Уже в девяностые годы, когда все в нашей стране перевернулось вверх тормашками, я с болью смотрела на знакомый город Ереван — без света, без тепла, с трубами буржуек, торчащими из окон многоэтажных панельных домов, с длинными очередями у дверей хлебных магазинов, и единственно, чему радовалась (хотя радость — совсем неуместное чувство в такой момент), так это тому, что у меня в свое время хватило духа не увезти Ольгу на чужбину. Иначе лихо бы нам с ней пришлось. А теперь мы с Левоном уже много лет вообще живем в разных государствах.
— Ну ладно, — смирилась Гета. — С Левоном, как показала жизнь, ты тоже, наверное, скорее оказалась права, чем не права. Лучше уж все-таки на родине жить. Но уж Романа ты, точно, зря отшила.
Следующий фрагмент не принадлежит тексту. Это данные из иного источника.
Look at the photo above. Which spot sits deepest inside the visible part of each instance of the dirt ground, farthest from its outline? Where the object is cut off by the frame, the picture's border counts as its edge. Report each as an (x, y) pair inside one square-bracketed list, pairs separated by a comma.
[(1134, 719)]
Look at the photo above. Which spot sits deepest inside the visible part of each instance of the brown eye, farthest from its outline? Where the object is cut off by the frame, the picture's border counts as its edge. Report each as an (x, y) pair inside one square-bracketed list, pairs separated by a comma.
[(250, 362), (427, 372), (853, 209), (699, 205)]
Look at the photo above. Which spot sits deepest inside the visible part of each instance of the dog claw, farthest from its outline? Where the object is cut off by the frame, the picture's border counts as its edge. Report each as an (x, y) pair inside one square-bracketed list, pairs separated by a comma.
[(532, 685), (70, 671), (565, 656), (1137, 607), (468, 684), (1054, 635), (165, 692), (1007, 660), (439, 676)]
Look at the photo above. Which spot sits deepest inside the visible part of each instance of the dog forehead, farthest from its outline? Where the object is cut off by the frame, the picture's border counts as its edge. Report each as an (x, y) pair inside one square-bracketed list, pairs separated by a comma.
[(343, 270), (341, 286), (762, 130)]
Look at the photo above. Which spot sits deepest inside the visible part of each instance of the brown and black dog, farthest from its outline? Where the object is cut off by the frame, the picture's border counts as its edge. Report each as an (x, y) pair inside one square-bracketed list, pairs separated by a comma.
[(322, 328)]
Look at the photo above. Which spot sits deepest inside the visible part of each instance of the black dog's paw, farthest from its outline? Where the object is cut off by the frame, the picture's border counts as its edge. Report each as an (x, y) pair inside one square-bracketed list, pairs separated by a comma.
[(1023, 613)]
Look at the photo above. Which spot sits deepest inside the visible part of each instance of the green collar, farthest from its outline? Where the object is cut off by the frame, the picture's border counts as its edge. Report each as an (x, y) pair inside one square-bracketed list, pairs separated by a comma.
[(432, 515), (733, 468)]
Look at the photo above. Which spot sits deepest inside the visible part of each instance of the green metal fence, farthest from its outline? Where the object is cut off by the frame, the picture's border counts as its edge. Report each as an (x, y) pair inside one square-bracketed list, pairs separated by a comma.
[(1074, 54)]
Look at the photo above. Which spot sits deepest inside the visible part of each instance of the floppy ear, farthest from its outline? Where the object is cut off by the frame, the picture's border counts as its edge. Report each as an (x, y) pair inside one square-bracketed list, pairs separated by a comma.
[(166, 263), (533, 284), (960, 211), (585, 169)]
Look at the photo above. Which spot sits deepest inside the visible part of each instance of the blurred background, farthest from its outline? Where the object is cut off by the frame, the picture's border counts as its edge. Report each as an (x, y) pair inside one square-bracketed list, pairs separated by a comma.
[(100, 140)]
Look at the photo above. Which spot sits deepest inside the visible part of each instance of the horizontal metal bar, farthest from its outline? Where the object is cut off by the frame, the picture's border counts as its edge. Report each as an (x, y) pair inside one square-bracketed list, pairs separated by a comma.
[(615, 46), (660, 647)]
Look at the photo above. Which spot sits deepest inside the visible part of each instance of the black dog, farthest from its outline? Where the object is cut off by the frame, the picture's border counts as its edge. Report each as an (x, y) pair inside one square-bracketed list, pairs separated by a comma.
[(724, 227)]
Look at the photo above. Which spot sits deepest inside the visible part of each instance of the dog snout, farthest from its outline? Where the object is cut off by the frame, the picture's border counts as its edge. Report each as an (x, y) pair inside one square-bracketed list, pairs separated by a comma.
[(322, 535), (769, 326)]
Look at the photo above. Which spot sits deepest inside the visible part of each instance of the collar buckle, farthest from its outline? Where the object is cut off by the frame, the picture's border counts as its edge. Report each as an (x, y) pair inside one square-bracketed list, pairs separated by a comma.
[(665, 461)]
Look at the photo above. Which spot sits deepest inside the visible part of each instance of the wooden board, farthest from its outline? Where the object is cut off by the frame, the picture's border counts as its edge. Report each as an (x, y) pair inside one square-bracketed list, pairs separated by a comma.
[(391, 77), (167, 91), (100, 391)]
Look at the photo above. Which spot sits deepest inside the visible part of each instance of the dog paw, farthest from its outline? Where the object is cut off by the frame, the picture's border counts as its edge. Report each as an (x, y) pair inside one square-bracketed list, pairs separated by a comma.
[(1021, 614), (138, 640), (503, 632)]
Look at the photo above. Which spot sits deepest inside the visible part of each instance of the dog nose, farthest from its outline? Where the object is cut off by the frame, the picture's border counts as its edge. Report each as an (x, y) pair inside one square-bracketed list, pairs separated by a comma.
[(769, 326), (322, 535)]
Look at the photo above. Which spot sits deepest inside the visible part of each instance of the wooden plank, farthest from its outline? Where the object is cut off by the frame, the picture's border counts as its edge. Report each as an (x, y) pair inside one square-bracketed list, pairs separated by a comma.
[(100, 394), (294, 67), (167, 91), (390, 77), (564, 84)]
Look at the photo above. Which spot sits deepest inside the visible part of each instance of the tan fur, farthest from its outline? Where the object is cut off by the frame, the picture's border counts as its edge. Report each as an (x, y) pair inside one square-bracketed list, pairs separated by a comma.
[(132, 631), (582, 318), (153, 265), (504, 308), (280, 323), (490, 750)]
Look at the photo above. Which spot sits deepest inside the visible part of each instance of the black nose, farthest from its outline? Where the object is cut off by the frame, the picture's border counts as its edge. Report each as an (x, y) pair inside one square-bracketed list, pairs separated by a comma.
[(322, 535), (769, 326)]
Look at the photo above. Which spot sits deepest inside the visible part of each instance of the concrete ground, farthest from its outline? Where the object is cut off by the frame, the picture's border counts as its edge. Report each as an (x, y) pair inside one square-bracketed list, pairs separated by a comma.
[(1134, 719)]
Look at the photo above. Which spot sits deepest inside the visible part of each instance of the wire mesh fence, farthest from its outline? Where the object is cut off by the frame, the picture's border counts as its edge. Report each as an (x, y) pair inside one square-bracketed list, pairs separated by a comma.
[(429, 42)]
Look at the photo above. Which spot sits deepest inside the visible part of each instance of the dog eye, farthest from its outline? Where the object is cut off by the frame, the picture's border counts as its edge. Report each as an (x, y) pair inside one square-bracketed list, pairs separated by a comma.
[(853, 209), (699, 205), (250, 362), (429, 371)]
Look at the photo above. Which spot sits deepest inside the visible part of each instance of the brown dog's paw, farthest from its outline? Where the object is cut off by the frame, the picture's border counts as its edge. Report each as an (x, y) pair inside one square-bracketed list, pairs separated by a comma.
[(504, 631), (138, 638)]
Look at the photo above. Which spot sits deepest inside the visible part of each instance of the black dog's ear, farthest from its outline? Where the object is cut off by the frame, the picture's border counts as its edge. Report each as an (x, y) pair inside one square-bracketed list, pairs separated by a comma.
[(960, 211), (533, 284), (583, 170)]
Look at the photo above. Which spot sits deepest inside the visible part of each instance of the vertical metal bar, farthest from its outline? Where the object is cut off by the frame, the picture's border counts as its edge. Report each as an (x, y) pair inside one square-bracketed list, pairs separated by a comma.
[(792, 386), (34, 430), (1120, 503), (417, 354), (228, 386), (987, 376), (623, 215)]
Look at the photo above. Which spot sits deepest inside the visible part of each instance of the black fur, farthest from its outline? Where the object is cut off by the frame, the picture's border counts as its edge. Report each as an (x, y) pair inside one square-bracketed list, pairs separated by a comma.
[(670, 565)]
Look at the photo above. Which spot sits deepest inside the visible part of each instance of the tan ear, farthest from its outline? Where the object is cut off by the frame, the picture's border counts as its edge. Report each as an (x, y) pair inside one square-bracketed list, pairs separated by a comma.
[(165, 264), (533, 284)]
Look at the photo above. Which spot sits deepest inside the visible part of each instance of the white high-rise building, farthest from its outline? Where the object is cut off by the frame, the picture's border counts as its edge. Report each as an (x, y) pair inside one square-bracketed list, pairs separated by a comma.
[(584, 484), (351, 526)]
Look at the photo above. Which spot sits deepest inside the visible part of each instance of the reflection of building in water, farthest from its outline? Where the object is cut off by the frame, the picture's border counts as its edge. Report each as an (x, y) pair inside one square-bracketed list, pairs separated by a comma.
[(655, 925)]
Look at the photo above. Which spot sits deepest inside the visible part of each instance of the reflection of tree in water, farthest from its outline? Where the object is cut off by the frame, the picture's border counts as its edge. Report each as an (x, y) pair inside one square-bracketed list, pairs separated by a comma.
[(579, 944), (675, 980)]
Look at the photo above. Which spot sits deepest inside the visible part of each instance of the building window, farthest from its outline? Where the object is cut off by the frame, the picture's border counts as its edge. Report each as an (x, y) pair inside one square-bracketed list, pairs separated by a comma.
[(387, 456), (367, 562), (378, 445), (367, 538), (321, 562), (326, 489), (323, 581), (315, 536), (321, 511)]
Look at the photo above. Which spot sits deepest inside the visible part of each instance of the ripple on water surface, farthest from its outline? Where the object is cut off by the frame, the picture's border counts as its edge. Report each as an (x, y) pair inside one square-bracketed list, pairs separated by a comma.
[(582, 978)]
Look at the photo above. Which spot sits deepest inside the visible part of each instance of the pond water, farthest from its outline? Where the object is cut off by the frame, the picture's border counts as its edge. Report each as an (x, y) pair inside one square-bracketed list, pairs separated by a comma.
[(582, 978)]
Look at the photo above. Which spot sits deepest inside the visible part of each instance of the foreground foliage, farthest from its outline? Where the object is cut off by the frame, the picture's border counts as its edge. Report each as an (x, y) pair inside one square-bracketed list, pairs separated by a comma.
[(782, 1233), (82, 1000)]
— Совсем не зря, — начала спорить я.
— Был бы у тебя с ним дом — полная чаша, — продолжала моя подруга.
— Тут уж, подруга, ты виновата, — решила напомнить я. — Вернее, твои педагогические таланты. Кто, интересно, научил невинного ребенка обливать неприятных мужиков вареньем?
Гета согласилась, но лишь на мгновение.
— Рома был совсем не неприятным. По-моему наоборот, очень фактурный мужик. И, к тому же, не жлоб. И я твою Ольгу всего один раз в жизни попросила мужику подлянку сделать. Я же не знала, что у нее это превратится в практику с каждым встречным-поперечным.
— Счастье, Гетка, что ты в школе не работаешь, — усмехнулась я. — Представляю, скольким питомцам ты бы своей гениальной педагогикой жизни поломала.